ろ材が性能を発揮するのはみなさんも知っての通り、バクテリアが定着し、活発に活動している時である。
しかし、その決まり文句はしっていても、詳しく説明できる人や、突っ込んだ質問をされて的確に答えられる人は少ない。
簡単に言えば、バクテリアは、
①活動できるコロニーを作り定着し、
②常に通水している状態、
この2つが活発に能力を発揮する条件だ。
リングろ材の各メーカーの売り文句である「多孔質でバクテリアが定着しやすい」というのが、バクテリアがより早くコロニーを作って活躍できるということである。
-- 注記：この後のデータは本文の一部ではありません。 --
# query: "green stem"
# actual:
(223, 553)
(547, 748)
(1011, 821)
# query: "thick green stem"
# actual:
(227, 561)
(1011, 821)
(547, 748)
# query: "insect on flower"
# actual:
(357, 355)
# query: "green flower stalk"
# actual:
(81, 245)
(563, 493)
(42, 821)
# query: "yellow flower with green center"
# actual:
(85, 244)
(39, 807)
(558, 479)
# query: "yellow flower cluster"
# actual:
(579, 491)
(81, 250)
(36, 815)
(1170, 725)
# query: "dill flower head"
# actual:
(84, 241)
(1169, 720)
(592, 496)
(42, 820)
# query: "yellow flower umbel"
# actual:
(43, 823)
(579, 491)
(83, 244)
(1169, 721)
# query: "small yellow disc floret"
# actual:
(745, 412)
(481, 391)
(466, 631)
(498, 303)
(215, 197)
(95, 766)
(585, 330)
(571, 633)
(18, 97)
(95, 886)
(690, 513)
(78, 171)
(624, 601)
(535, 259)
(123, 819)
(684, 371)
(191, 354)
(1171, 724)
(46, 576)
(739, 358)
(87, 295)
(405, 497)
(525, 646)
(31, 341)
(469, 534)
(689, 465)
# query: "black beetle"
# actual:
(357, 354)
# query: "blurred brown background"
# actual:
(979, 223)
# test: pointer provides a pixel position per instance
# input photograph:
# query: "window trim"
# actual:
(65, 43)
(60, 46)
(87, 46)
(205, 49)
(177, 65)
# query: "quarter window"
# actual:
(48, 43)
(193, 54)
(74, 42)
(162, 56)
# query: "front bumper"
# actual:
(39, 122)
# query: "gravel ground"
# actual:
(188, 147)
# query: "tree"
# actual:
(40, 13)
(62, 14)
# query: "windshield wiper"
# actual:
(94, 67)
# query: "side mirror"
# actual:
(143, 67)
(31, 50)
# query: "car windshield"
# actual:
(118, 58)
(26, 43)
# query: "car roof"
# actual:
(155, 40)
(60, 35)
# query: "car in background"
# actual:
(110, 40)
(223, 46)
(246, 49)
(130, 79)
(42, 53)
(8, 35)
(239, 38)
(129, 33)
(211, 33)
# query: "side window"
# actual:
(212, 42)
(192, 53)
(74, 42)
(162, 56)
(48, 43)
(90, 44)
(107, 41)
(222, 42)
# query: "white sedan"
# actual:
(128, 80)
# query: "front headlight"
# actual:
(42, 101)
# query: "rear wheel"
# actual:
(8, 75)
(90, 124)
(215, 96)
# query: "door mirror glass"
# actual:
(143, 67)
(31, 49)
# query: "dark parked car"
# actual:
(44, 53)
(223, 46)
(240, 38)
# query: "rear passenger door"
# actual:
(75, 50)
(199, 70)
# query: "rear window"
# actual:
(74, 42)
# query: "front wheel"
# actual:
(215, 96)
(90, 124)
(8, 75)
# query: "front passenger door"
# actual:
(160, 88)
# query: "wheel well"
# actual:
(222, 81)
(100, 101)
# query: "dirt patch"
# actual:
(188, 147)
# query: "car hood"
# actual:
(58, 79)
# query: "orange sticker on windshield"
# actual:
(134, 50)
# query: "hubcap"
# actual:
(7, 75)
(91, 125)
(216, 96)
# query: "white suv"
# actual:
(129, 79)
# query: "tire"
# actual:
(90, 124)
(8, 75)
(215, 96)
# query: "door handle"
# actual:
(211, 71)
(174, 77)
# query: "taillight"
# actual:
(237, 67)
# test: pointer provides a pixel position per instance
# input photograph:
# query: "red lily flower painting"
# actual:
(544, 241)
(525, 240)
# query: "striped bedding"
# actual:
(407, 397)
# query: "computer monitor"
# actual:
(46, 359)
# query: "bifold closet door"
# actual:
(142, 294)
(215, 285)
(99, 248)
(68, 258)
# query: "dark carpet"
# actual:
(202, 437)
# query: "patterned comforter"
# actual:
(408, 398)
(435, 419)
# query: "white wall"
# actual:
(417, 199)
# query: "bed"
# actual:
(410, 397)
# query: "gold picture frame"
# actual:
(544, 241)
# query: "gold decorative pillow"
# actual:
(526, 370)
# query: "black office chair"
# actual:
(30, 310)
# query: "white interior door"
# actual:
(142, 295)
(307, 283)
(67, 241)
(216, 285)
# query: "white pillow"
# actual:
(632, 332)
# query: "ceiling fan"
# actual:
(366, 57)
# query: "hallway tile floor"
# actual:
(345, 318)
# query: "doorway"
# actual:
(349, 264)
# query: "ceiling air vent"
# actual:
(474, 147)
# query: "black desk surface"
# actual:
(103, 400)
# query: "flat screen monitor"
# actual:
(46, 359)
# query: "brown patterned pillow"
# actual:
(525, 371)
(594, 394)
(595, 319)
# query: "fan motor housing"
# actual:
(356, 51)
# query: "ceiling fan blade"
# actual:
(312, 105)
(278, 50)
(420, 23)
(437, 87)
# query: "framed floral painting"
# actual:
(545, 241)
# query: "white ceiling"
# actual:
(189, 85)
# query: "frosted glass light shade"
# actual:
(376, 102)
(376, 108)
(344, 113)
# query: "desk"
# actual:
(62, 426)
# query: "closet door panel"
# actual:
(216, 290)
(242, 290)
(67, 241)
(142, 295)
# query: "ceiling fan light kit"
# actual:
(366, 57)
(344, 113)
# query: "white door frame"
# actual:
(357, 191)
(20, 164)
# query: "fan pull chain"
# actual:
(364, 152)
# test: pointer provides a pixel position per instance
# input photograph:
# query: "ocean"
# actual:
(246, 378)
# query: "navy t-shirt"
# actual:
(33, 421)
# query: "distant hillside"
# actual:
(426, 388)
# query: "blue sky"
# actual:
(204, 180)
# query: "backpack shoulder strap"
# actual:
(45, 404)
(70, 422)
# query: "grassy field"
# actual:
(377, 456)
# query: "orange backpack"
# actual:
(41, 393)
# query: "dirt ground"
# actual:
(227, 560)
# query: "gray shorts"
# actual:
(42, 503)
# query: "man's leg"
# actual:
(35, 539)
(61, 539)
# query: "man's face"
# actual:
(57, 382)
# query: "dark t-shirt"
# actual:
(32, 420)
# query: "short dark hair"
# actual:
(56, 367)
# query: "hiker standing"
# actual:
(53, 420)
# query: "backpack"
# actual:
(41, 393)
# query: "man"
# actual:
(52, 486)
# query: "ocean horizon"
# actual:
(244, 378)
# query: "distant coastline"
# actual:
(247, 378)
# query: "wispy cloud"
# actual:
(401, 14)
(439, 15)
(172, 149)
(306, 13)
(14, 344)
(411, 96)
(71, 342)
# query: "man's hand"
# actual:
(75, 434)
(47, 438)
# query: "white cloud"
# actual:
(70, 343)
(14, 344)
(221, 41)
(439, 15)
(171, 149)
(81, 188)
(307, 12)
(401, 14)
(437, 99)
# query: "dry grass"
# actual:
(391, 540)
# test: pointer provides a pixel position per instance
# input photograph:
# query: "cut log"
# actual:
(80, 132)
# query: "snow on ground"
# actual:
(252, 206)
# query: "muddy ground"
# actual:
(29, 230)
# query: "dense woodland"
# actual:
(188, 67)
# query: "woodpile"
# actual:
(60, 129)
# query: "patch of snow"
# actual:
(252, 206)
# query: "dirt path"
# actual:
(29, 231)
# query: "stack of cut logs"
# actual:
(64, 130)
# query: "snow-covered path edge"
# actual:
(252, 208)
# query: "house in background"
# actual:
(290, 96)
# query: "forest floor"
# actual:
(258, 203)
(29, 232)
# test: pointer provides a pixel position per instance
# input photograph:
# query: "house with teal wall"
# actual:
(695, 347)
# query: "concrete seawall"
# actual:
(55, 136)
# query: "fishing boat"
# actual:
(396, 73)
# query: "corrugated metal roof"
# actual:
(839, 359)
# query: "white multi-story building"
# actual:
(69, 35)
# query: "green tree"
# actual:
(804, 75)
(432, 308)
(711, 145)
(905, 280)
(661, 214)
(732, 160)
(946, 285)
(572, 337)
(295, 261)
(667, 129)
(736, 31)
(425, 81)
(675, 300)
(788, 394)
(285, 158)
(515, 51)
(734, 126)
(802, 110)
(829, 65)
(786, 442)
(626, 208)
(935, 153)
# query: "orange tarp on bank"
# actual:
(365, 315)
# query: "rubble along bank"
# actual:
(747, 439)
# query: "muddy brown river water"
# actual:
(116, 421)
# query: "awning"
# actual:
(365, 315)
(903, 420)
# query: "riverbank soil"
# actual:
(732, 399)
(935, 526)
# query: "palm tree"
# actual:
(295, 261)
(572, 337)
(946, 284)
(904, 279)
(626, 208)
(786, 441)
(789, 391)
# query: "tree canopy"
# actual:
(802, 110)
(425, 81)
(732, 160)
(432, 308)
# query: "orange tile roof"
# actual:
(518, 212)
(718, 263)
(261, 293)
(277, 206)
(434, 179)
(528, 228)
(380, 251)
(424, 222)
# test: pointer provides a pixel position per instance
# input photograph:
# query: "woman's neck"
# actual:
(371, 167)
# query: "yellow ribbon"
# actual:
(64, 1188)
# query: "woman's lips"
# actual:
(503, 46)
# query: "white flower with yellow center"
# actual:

この「早い」という事については、ドライボールよりリングろ材の方が優れているので立ち上がりはもちろん早くなる。
しかし、ドライボールの場合、1度コロニーを作ってしまえば、より高いろ過能力を発揮し、しかもそれが長い期間続く事となる。
これには、バクテリアが活発に能力を発揮する条件として「常に通水している状態」というのがあるからである。
通水=酸素供給=バクテリアが活発に活動
という図式が成り立つ。
バクテリアが活動するのに酸素を必要とするのを実証するには、
魚にエサを与える前のPHとエサを与えた後の水槽のPHを計ってみれば分かる。
エサを与えた後は一時的にPHがかなり下がるのが分かるだろう。
これは、バクテリアが一気に活動し、水槽内の酸素を大量に消費したためである。
余談ではあるが、
酸素が不足すれば活動が出来ないわけだから、エサを与えた時は、より効率的に且つバクテリアの活動を持続させるためにエアーレーションを強くするなどするといい。
一番簡単なのは、上部ろ過の場合、スノコの下にエアーカーテンを入れて常に酸素供給をしておくことだ。
上部ろ過の場合、これだけで驚くほどろ過能力がUPする。
ニッソーのエアーカーテンはサイズも多数あり、好きな形に曲げられるので便利。

話を戻そう。
ドライボールをドライ方式で使用した場合であれば、常に酸素に触れている状態なので、目詰まりや酸素不足の心配がない。
すなわち、ドライボールを使ったドライ式ろ過方式は、優れたろ過能力を長期間発揮する事が出来るのである。